New Labour cuts rentier interest payments

Chris Burford cburford at
Wed Jul 15 16:07:55 PDT 1998

Whether the New Labour government's announcement yesterday of increase in public expenditure on health and education is that radical, compared to the level of the previous government, is debatable. But it is regarded as clever since it is not accompanied by tax rises. Indeed, helped by a fall in inflation figures, the London stock exchanges FTSE index went through the 6000 barrier on the day the Chancellor, Gordon Brown announced increased government expenditure over the next three years of 56 billion pounds.
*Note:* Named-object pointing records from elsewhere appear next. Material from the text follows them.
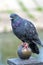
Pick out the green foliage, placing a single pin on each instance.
(26, 10)
(7, 11)
(40, 9)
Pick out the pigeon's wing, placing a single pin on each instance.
(31, 33)
(34, 48)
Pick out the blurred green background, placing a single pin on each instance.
(29, 9)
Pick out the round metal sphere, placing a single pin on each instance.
(24, 53)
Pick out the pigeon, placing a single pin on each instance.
(25, 31)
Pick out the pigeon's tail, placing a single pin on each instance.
(34, 48)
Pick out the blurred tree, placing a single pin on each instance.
(38, 8)
(24, 9)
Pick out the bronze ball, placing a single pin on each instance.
(24, 53)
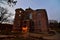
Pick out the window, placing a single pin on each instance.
(39, 23)
(30, 15)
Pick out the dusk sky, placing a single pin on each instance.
(52, 7)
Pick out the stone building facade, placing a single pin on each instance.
(34, 20)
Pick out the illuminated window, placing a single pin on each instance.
(30, 15)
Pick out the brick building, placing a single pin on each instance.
(34, 20)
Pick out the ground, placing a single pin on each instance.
(30, 36)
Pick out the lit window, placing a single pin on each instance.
(30, 16)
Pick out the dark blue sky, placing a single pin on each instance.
(52, 7)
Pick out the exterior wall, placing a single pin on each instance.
(39, 17)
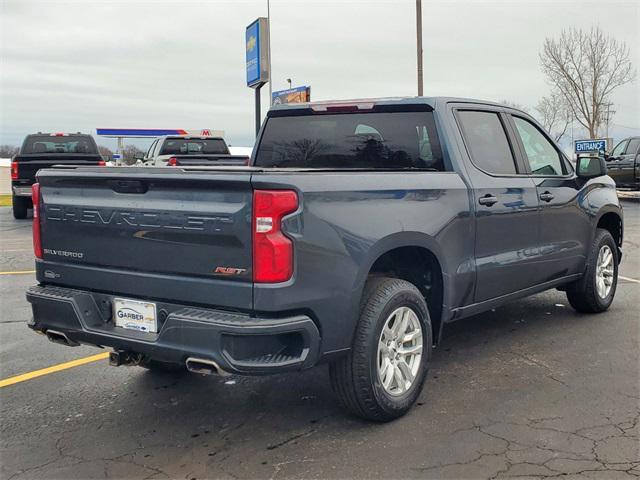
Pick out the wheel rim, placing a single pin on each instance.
(399, 351)
(604, 271)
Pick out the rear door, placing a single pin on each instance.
(187, 233)
(506, 205)
(565, 229)
(624, 167)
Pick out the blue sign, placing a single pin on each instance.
(252, 46)
(596, 145)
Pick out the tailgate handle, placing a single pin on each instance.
(128, 186)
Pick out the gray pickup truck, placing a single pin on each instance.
(357, 233)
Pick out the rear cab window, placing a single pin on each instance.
(386, 140)
(59, 144)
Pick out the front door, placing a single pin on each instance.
(622, 168)
(506, 207)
A small detail not highlighted by any side is that by the end of this parliament, (2002 at the latest) annual government interest payments on debt will be 5 billion pounds per year lower.This means a significant reduction in the proportion of national resources going to the rentier layer of capitalists. Frankly a reformist move, but a reform that ,frankly also, I do not think we should oppose, but should rather welcome.
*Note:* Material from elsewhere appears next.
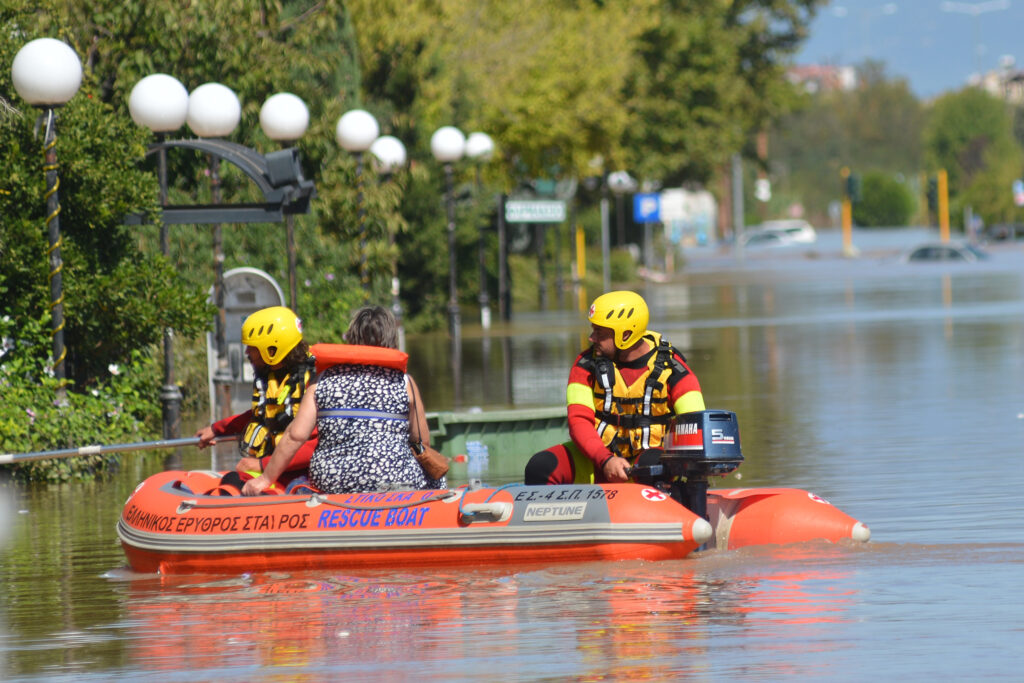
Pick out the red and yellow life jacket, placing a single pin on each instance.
(632, 418)
(275, 402)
That was not always the case. There used to be an assumption that left leaning reformist Keynsian governments would deliberately spend more than income, to stimulate the economy and sometimes for redistributive purposes, at the cost of a bit of inflation. And if that deflated the real value of old capital so much the better. But when the increased mobility of international finance, made this type of government policy impossible, then the existence of large governmental debt, subsidising unproductive capital became particularly unprogressive.